As temperatures soared above 45°C in South and Southeast Asia in recent weeks, governments faced challenges in meeting unprecedented electricity demands due to the widespread use of air conditioning.
Over a dozen people from India, Malaysia, and Thailand have died from the extreme heat. To address the urgent public health challenge, policymakers are increasingly dependent on fossil fuels.
In April, there was a notable rise in natural gas demand from countries such as Thailand, Bangladesh, and India, commodity analyst S&P Global reported. Asia has also seen a significant increase in imports of Russian coal and fuel oil in recent months, Bloomberg’s data analyst reported.
Experts fear that policymakers may return to fossil fuels for power generation during heatwaves, rather than investing in clean energy infrastructure.
Despite increased solar and wind installations in recent years, some analysts believe that they may not be able to handle large heat waves.
Global warming has made the most recent heatwave in Asia 30 times more likely and 2°C hotter.

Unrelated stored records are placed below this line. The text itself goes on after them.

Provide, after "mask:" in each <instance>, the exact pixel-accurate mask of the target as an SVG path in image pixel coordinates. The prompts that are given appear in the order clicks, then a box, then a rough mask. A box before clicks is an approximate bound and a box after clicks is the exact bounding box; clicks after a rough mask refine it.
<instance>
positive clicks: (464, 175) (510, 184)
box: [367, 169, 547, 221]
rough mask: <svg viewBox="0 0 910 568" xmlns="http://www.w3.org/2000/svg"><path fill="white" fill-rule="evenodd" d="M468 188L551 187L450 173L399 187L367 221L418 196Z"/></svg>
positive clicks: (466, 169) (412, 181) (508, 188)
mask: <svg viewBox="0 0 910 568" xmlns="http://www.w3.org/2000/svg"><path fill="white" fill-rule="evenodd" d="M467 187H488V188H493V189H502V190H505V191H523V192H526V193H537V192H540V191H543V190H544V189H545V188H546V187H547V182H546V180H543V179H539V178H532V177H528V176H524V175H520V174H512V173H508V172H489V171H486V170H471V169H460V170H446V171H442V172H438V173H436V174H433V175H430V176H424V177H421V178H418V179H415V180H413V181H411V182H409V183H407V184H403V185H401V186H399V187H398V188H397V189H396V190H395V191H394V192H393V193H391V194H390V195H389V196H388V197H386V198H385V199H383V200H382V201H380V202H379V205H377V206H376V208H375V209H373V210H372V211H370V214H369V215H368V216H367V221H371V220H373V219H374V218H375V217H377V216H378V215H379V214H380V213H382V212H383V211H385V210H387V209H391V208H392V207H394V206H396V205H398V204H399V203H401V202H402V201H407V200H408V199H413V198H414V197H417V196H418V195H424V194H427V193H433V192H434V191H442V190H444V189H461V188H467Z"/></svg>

Southeast Asia does not have the same level of “climate burden” as long-industrialized nations do, and countries could opt to be less stringent in their decarbonization commitments, said Victor Nian, chief executive of Singapore think tank Centre for Strategic Energy and Resources (CSER).
Thailand and Vietnam, both of which have made net-zero emissions commitments, have been betting on natural gas imports for the coming decade, while countries like Indonesia and the Philippines still rely heavily on coal.
Renewable sources and Southeast Asia's geography could present a challenge. Wind and solar power rely on weather conditions, and it could be hot while cloudy in tropical Southeast Asia, making solar panels less effective, Nian said.
Meanwhile, hydropower dams, which form the bulk of Southeast Asia's renewable energy capacity, may encounter water shortages if heat waves occur with low rainfall. In Vietnam, 10 dams reached “dead level” in early May and could not generate electricity, its state-owned power company reported.
These challenges mean that policymakers should consider diversifying their renewable energy sources and developing excess generation capacity, said Marc Allen, an energy consultant of climate-tech platform Unravel Carbon.
Renewables have the potential to meet peak demand on hot days, but the key lies in the development of sufficient power storage capacity, Allen added.
Technologies such as large batteries and pumped-storage hydropower, in which excess electricity is used to fill water reservoirs, can provide regulators with more flexibility in dispatching power from intermittent sources.
In Asia's developing markets, these technologies could be too expensive. For example, the cost of storing 1kWh of energy in a battery could be as much as US$300, according to energy research firm BloombergNEF, whereas generating the same amount of power from renewable sources costs only a few cents.
At the household level, many Southeast Asians may find it difficult to afford solar panels although it can increase their electricity supply. Bermudo mentioned that she received quotations between 100,000 and 300,000 Philippine pesos (US$1,775-5,324) to install photovoltaics.